Issues and Policy
DiMA supports legislation and regulations that promote fair competition, fair royalties, business efficiency and innovation, and opposes legislation that advantages incumbent media providers, unduly burdens innovators (often by applying old solutions to new technologies and business models), or that would protect incumbents against disruptive business models without regard to consumer welfare.
DiMA testifies in Congress, promotes member company executives as Congressional witnesses, and lobbies actively in support of favorable legislation or against unfavorable legislation. When it is helpful DiMA coordinates with like-minded industry organizations to make very broad-based appeals, including technology-focused associations, media associations and creative/copyright industries.
DiMA files regulatory comments and appears in government agency proceedings, and frequently files amicus briefs when courts are considering important legal principles.
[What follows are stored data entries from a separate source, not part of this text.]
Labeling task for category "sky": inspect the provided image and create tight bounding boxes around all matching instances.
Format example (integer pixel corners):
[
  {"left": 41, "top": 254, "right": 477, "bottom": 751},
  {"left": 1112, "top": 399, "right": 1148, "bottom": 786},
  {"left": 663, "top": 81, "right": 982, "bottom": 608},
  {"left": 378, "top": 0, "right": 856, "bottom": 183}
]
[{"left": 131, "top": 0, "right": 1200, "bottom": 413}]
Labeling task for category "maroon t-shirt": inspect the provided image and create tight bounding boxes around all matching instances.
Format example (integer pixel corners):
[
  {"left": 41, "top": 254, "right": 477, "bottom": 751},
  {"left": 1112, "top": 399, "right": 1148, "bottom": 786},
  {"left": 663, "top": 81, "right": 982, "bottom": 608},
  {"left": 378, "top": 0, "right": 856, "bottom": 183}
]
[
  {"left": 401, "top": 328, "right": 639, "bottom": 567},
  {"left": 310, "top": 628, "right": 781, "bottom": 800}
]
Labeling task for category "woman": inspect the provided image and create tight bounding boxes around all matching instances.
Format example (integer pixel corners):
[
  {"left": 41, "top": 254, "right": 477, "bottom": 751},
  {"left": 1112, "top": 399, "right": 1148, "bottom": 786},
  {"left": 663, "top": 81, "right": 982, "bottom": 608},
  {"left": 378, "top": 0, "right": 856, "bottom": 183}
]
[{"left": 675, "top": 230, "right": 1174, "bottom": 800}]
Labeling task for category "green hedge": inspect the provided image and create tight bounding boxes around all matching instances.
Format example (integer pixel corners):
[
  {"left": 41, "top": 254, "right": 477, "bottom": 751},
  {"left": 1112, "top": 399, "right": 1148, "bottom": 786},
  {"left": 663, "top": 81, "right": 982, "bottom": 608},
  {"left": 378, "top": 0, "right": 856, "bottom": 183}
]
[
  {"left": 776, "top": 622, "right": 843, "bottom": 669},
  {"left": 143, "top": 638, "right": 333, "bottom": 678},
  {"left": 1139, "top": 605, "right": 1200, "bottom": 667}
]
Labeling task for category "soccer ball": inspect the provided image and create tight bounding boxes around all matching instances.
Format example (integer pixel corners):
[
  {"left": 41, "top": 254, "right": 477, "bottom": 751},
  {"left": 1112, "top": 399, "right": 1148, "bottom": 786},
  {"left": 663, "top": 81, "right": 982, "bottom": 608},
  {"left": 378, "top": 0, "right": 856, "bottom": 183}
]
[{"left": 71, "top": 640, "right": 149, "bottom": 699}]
Innovative online media businesses have been hampered by the outdated Copyright Act, which was originally written in 1909. Applying old laws to dynamic new industries can be as challenging as fitting a round peg into a square hole. Accordingly, DiMA is focused on modernizing the Copyright Act by addressing statutory inequities or longstanding regulatory practices that simply do not work well with new technology and new business models. Specific DiMA activities include:
- Promoting Royalty Parity Among All Radio Technologies
- Defending Against Songwriters' Efforts to Legislate "Double-Dip" Royalties
- Modernizing Music Licensing to Promote Innovative Business Models
- Reducing Creative and Business Risk by Recognizing “Orphan Works” Exceptions to the Copyright Act
Both industry and government have considerable roles in ensuring that consumers receive fair value when acquiring media and are provided clear notice prior to accessing content that they may not deem appropriate for themselves or their family. In recent times online media services have had to address consumer protection issues in two contexts: (a) whether consumers understand the limitations imposed by digital rights management software that is generally used to enforce digital business rules; and (b) whether digital services are adequately informing consumers or otherwise protecting them from inadvertently accessing, e.g., violent or mature content.
Congress, the Federal Trade Commission and the Federal Communications Commission have actively engaged in these issues. In each forum DiMA has played an important role to ensure that government looks first to individuals and industry for solutions, and that the solutions government promotes are technologically- and financially rational in the context of the concerns being addressed.
All media services compete for individual consumers’ attention and for advertiser and subscriber dollars. As a result, many DiMA issues (e.g., copyright/royalty parity) have a competition policy component. Net neutrality, however, is solely a competitive issue, as independent media services are competing against network infrastructure providers (e.g., cable and wireline telephone companies) that offer their own media services, plan to offer - or partner closely with others who offer - media services on their own networks.
Over several decades states and localities have imposed taxes on a variety of communications services, including telephones, cell phones, and cable and satellite television. Beginning in 2007, state governments began introducing (and in some cases, enacting) legislation to tax digital content delivered over the Internet. As some “deliveries” are like radio and television (delivered for free and paid by advertising); others are subscription deliveries that offer consumers’ access for limited time; and still others are downloads in the nature of a sale, it is not surprising that the state bills impose a variety of taxes, do not always fit well with affected business and often are discriminatory. It can also uncertain whether taxes are being imposed on media service providers, telecommunications companies, or even on both. And a third issue is whether states are authorized to impose taxes on remote sellers such as catalog companies, or in this on case Internet media retailers and services.
Digital media knows no boundaries, so DiMA works with organizations that represent media services in other markets to ensure that international organizations such as the World Intellectual Property Organization and the World Trade Organization promote fair digital competition and rights administration simplicity, which benefit media innovators and consumers globally.